Il caldo supera i 30 gradi, l’umidità e all’81%, le mosche e altri insetti si appiccicano al viso e alle braccia, e nella bocca si mangia la polvere. Tutto però grida “bellezza” in questa terra ai confini del mondo a cui il Vescovo di Roma si è fatto presente come pastore, portando pacchi di regali e altri sostegni. “Sono contento di incontrarvi in questa terra meravigliosa, giovane e missionaria!”, ha esordito Papa Francesco, ricordando la storia di missione di questi luoghi iniziata nella metà del XIX secolo e sviluppatasi nel tempo con l’aiuto ai fratelli, nella cura pastorale, nell’istruzione, nell’assistenza sanitaria e in molti altri ambiti, con neanche poche difficoltà. Proprio queste opere materiali, come chiese, scuole e ospedali, strutture dall’architettura semplice e dall’aspetto povero che si vedono lungo le strade, “testimoniano attorno a noi che Cristo è venuto a portare salvezza a tutti, perché ciascuno fiorisca in tutta la sua bellezza per il bene comune”, ha detto il Papa.
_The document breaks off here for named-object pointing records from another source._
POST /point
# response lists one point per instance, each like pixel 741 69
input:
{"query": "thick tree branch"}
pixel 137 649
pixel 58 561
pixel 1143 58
Una natura che evoca l’Eden

Ha poi spostato lo sguardo verso il panorama circostante, una natura incontaminata che sembrano condensare in sé le particolarità dell’Amazzonia o dei Caraibi che fa apparire Vanimo quasi come un quadro di diverse gradazioni di verde e di blu. “Voi qui siete ‘esperti’ di bellezza, perché ne siete circondati! Vivete in una terra magnifica, ricca di una grande varietà di piante e di uccelli, in cui si resta a bocca aperta davanti a colori, suoni e profumi, e allo spettacolo grandioso di una natura che esplode di vita, evocando l’immagine dell’Eden!”, ha esclamato il Papa. Questa ricchezza, ha aggiunto, è un dono del Signore “perché viviate anche voi così, uniti in armonia con Lui e con i fratelli, rispettando la casa comune e custodendovi a vicenda”.

La bellezza dentro ognuno di noi

Lo spettacolo non è solo fuori ma anche dentro a ognuno di noi: “Ciò che cresce in noi quando ci amiamo a vicenda”. E “diffondere ovunque, attraverso l’amore di Dio e dei fratelli, la bellezza del Vangelo di Cristo” è la missione che spetta a ciascuno di noi, ha detto il Papa. Alcuni la compiono affrontando lunghi viaggi, per raggiungere le comunità più lontane, a volte lasciando la propria casa. È “una cosa bellissima” e la comunità deve sostenerli, ha esortato il Papa, così anche da riuscire a “conciliare le esigenze della missione con le responsabilità della famiglia”. Un altro modo per aiutare i missionari “è che ciascuno di noi promuova l’annuncio missionario là dove vive: a casa, a scuola, negli ambienti di lavoro, perché dappertutto, nelle foreste, nei villaggi e nelle città, alla bellezza deipanorami corrisponda quella di una comunità in cui ci si vuole bene”.

Grande orchestra

Così si formerà “una grande orchestra” capace di “ricomporre le rivalità, di vincere le divisioni – personali, familiari e tribali –; di scacciare dal cuore delle persone la paura, la superstizione e la magia; di porre fine a comportamenti distruttivi come la violenza, l’infedeltà, lo sfruttamento, l’uso di alcool e droghe: mali che imprigionano e rendono infelici tanti fratelli e sorelle, anche qui”. “Ricordiamolo – ha concluso Jorge Mario Bergoglio – l’amore è più forte di tutto questo e la sua bellezza può guarire il mondo”.

Per chilometri in papamobile

Da qui un pensiero ai bambini, con i loro “sorrisi contagiosi” e la “gioia prorompente, che sprizza in ogni direzione”. “Siete l’immagine più bella che chi parte da qui può portare con sé e conservare nel cuore!”, ha scandito Francesco. E di questa bellezza il Papa ha voluto goderne ancora a lungo, lanciandosi in un lunghissimo percorso in papamobile dalla spianata fino alla scuola dove incontra padre Martin e gli altri missionari privatamente. Chilometri e chilometri di baracche nel fango e palafitte sull’acqua, di distese verdi e cespugli variopinti. Di cartelloni di tutti i generi con il volto del Papa, accostato a quello della Madonna o a messaggi di benvenuto. Chilometri di gente, donne e bambini soprattutto, abbigliati con tuniche sgargianti o t-shirt di due taglie in più, con i loro volti meticci, dai tratti talvolta asiatici talvolta africani, con i loro capelli rasta, con le treccine o le zazzere ricciolute, diversi ma tutti con gli stessi occhi. Neri, rotondi, profondi, oggi ricolmi di gratitudine.